THE REAL REASON PAUL VERHOEVEN departed Columbia’s “Mistress of the Seas,” he says, “Michael Cristofer’s script is brilliant. I wanted to shoot it exactly according to his script. The studio wanted to substantially change it.” Verhoeven claims, “Columbia wanted to bring up one of the two male parts and so Geena Davis’ role would be diminished. I felt that this was to be a female-driven picture and that’s why I liked it. It’s an innovative story which audiences would want to go and see. And they (Columbia) wanted to change it.” He added that Davis’ pact is not signed. Her CAAgent Rick Nicita confirms her contract is “not firmly set.” And notes, “She would love to do ‘Mistress of the Sea’ — but not ‘Master of the Sea.’ ” All ashore who’s going ashore … Patti Davis will be getting back the (very warm) letter her father had sent her during his early post-Presidential days and which she had sold to the Scriptorium’s Charles Sacks. The settlement calls for Davis to pay Sacks a fee, which he says is “a satisfactory solution, but,” he laughs, “I’ll lose money on the transaction”– because of the legal fees incurred … President Clinton called the late Patrick Lippert’s mother to express his sadness over the AIDS-caused death of young (35) Lippert, president of the music industry’s Rock the Vote org.
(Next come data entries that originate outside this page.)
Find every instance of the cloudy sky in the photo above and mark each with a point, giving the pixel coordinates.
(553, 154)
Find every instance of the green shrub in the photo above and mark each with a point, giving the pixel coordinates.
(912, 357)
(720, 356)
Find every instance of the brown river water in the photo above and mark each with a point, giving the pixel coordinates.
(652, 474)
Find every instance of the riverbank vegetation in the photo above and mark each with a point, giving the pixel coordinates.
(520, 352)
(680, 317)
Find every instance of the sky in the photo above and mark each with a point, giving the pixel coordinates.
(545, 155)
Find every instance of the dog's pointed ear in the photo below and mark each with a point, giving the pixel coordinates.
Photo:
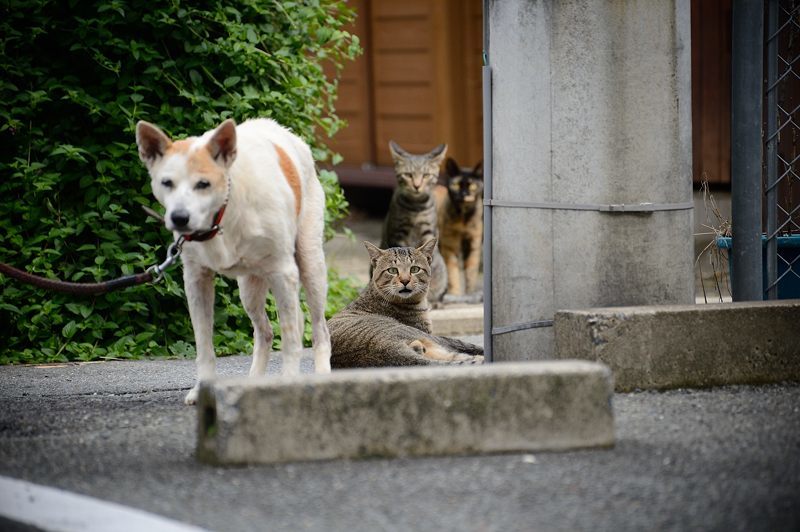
(222, 145)
(428, 248)
(451, 168)
(152, 142)
(374, 252)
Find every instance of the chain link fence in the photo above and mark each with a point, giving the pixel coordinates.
(781, 181)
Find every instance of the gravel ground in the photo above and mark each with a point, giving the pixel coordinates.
(720, 459)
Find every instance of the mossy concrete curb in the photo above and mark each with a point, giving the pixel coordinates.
(686, 346)
(526, 406)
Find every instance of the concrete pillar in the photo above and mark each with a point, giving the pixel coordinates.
(591, 105)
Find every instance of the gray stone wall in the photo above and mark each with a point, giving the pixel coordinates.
(591, 104)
Jane Fonda winged in from the VSDA convention in Vegas to speak at this evening’s services at Will Rogers State Park. Lippert launched his political career working (with Jane) on Tom Hayden’s first race.
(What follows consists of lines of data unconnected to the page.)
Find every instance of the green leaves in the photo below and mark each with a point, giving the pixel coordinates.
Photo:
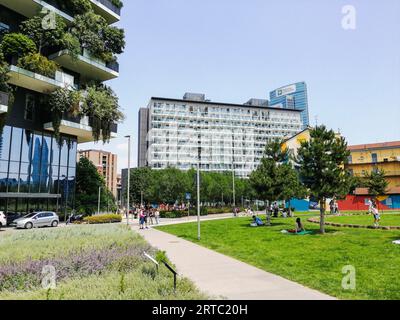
(274, 179)
(37, 63)
(101, 104)
(17, 45)
(376, 183)
(94, 34)
(42, 37)
(321, 161)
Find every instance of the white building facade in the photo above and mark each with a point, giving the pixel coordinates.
(218, 136)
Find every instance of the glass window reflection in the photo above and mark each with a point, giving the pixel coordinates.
(5, 139)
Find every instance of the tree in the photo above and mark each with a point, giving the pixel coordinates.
(17, 45)
(269, 179)
(322, 167)
(376, 183)
(88, 181)
(290, 186)
(141, 184)
(52, 36)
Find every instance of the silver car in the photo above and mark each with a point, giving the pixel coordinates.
(36, 220)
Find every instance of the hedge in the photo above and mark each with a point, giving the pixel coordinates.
(104, 218)
(193, 212)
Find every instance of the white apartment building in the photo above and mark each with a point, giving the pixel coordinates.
(183, 133)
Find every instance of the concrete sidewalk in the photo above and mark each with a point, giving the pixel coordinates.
(223, 277)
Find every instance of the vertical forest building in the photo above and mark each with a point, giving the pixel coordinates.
(55, 56)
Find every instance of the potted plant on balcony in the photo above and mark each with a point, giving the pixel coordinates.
(101, 105)
(60, 102)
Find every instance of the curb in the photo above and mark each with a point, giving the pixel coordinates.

WHAT A JOY to be in an audience at a theater to hear the joyous squeals of laughter and repeated happy hand-clapping of youngsters as they watch a movie. It makes you appreciate what good movies can accomplish. This was the feeling Monday night at Century Plaza’s Cineplex Odeon where “Free Willy” unspooled. Producers Jennie Lew Tugend and Dick and Lauren Shuler-Donner were on hand and Lauren told me, “I’ve made teen pictures before but never a family movie — I hope we make more. And with ‘Rookie of the Year’ getting off to a good start, it bodes well for family pictures.” Getting mobbed by the young crowd was 13 -year-old Jason James Richter, who delivers an amazing performance — along with “Willy’s” whales. Co-star Lori Petty was also there, and director Simon Wincer, plus WB’s toppers. As for complaints from aquatic parks about their depiction in the movie, Lauren allows, “We took dramatic liberties — it’s a movie. But maybe we may spur them to do things (to correct deficiencies). If we caused them to do something, then it was worthwhile. Frankly, I hate seeing any animals caged — in zoos, circuses, etc.”… Dorothy Beer, who has administered the MPAA Title Bureau operations for 50 years, is retiring this month as the Title Bureau moves to L.A. from N.Y. … Press agent John Strauss will be out of the hospital this weekend and returning to his office.